Here is an actual example with a point in the center of one of the polygons. It returns 3 hits, the intersected one (correct) and one from either side of the intersected (incorrect).: Request:
GET region_parcels*/_search
{
"query": {
"bool": {
"filter": {
"geo_shape": {
"shape": {
"shape": {
"type": "POINT",
"coordinates": [
-81.08111523359743,
32.04772418111284
]
},
"relation": "intersects"
}
}
}
}
},
"_source": ["shape"],
"explain": true,
"size": 1000
}
Response:
{
"took" : 8,
"timed_out" : false,
"_shards" : {
"total" : 10,
"successful" : 10,
"skipped" : 0,
"failed" : 0
},
"hits" : {
"total" : {
"value" : 3,
"relation" : "eq"
},
"max_score" : 0.0,
"hits" : [
{
"_shard" : "[<my_index>][0]",
"_node" : "lrSfQEyVTWmWU828O6Qdsw",
"_index" : "<my_index>",
"_type" : "_doc",
"_id" : "cY2O9XcBlBVQyhnplhLN",
"_score" : 0.0,
"_source" : {
"shape" : {
"coordinates" : [
[
[
-81.0810247260436,
32.0478338967803
],
[
-81.0811253535251,
32.0475727349866
],
[
-81.0812173428069,
32.0475984458201
],
[
-81.0811167162237,
32.0478596090633
],
[
-81.0810247260436,
32.0478338967803
]
]
],
"type" : "Polygon"
}
},
"_explanation" : {
"value" : 0.0,
"description" : "ConstantScore(IntersectsPrefixTreeQuery(fieldName=shape,queryShape=Pt(x=-81.08111523359743,y=32.04772418111284),detailLevel=21,prefixGridScanLevel=20))^0.0",
"details" : [ ]
}
},
{
"_shard" : "<my_index>[0]",
"_node" : "lrSfQEyVTWmWU828O6Qdsw",
"_index" : "<my_index>",
"_type" : "_doc",
"_id" : "dI2O9XcBlBVQyhnplhLN",
"_score" : 0.0,
"_source" : {
"shape" : {
"coordinates" : [
[
[
-81.0809327358636,
32.0478081852515
],
[
-81.0810333624468,
32.0475470233845
],
[
-81.0811253535251,
32.0475727349866
],
[
-81.0810247260436,
32.0478338967803
],
[
-81.0809327358636,
32.0478081852515
]
]
],
"type" : "Polygon"
}
},
"_explanation" : {
"value" : 0.0,
"description" : "ConstantScore(IntersectsPrefixTreeQuery(fieldName=shape,queryShape=Pt(x=-81.08111523359743,y=32.04772418111284),detailLevel=21,prefixGridScanLevel=20))^0.0",
"details" : [ ]
}
},
{
"_shard" : "[<my_index>][1]",
"_node" : "8jO4hXBuQL-cGobekTsjwg",
"_index" : "<my_index>",
"_type" : "_doc",
"_id" : "cI2O9XcBlBVQyhnplhLN",
"_score" : 0.0,
"_source" : {
"shape" : {
"coordinates" : [
[
[
-81.0811167162237,
32.0478596090633
],
[
-81.0812173428069,
32.0475984458201
],
[
-81.0813093320886,
32.0476241574079
],
[
-81.0812087064037,
32.0478853205776
],
[
-81.0811167162237,
32.0478596090633
]
]
],
"type" : "Polygon"
}
},
"_explanation" : {
"value" : 0.0,
"description" : "ConstantScore(IntersectsPrefixTreeQuery(fieldName=shape,queryShape=Pt(x=-81.08111523359743,y=32.04772418111284),detailLevel=21,prefixGridScanLevel=20))^0.0",
"details" : [ ]
}
}
]
}
}
enter code here
It turns out that the mapping for our shape field was explicitly being set with the property strategy: "recursive"
.
When we created the component template mapping for the field, we set the 'ignore malformed' to true under the 'advanced settings' in Kibana.
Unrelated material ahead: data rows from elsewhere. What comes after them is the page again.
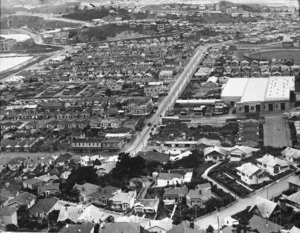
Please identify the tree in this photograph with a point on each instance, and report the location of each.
(210, 229)
(11, 227)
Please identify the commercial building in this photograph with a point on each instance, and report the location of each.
(259, 94)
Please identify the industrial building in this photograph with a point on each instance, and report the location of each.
(259, 94)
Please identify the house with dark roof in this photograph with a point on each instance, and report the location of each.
(86, 227)
(261, 225)
(43, 207)
(173, 195)
(165, 179)
(103, 194)
(118, 227)
(33, 183)
(63, 159)
(294, 183)
(214, 154)
(143, 206)
(8, 215)
(22, 199)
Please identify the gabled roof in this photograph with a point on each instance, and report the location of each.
(294, 180)
(219, 150)
(184, 227)
(7, 211)
(169, 176)
(121, 227)
(43, 206)
(265, 206)
(295, 198)
(82, 228)
(249, 169)
(272, 161)
(243, 149)
(87, 188)
(23, 198)
(262, 226)
(291, 152)
(63, 157)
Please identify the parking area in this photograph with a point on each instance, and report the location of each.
(276, 132)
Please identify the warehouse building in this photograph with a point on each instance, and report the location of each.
(259, 94)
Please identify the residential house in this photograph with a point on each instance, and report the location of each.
(294, 183)
(22, 199)
(173, 195)
(43, 207)
(165, 179)
(124, 227)
(293, 200)
(104, 194)
(261, 225)
(264, 207)
(251, 174)
(112, 144)
(33, 183)
(237, 153)
(49, 189)
(85, 190)
(86, 227)
(123, 201)
(15, 163)
(198, 196)
(272, 164)
(65, 175)
(143, 206)
(185, 227)
(214, 154)
(161, 226)
(8, 215)
(63, 159)
(291, 155)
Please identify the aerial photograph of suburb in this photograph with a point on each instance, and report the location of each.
(140, 116)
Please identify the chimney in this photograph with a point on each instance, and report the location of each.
(192, 225)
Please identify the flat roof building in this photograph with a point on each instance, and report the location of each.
(258, 94)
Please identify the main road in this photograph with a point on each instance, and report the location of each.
(174, 93)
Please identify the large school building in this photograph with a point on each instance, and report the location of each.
(251, 95)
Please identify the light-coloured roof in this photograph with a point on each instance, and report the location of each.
(235, 87)
(279, 88)
(272, 161)
(265, 206)
(249, 169)
(291, 152)
(295, 198)
(255, 90)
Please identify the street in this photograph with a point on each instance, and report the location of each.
(174, 93)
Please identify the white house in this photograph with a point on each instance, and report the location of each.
(291, 155)
(214, 154)
(272, 164)
(146, 206)
(251, 174)
(161, 226)
(165, 179)
(123, 201)
(237, 153)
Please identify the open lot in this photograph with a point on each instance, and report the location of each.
(276, 132)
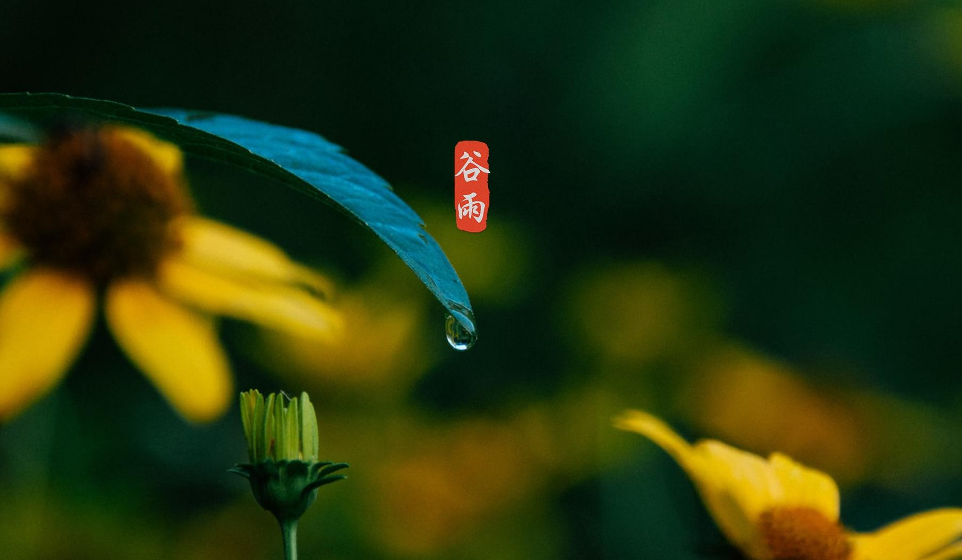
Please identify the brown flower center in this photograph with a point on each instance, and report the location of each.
(800, 533)
(96, 204)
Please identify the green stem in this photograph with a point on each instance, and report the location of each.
(289, 532)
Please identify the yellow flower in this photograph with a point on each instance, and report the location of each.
(777, 509)
(105, 212)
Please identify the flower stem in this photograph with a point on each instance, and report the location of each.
(289, 533)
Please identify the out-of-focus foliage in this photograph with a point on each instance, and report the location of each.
(741, 215)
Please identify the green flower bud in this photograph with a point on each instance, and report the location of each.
(284, 472)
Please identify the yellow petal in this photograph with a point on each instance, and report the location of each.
(280, 307)
(177, 349)
(736, 486)
(44, 320)
(232, 252)
(15, 160)
(912, 538)
(805, 487)
(165, 155)
(9, 251)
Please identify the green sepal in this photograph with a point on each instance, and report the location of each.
(287, 488)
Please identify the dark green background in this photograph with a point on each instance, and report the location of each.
(803, 156)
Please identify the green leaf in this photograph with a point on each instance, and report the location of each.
(297, 158)
(308, 428)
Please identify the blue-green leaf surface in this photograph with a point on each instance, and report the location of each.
(297, 158)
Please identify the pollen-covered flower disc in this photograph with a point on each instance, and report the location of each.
(778, 509)
(105, 211)
(94, 202)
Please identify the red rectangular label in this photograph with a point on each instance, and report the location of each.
(471, 195)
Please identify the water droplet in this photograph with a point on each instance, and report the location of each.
(459, 329)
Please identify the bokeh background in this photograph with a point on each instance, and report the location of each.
(741, 215)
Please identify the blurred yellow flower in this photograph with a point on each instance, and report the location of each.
(778, 509)
(106, 211)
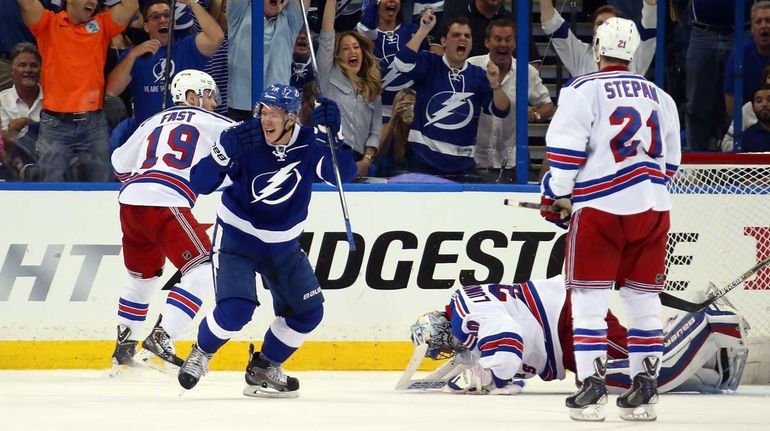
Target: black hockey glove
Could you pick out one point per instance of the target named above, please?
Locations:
(236, 139)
Whenever we loaded data into the index it automatically used the old tree structure. This must be a bug as you would not expect setting one of the advanced settings would set the tree type. I was able to replicate the behavior with a new mapping and index.
Since we wanted to keep the 'ignore malformed' option, I recreated the mapping by loading the json with:
"shape": {
"type": "geo_shape",
"ignore_malformed": true,
}
This preserved our option, and when we loaded data to the index, it was using the default tree. We were able to confirm this by running our previous searches which were now highly accurate (inches, if not more).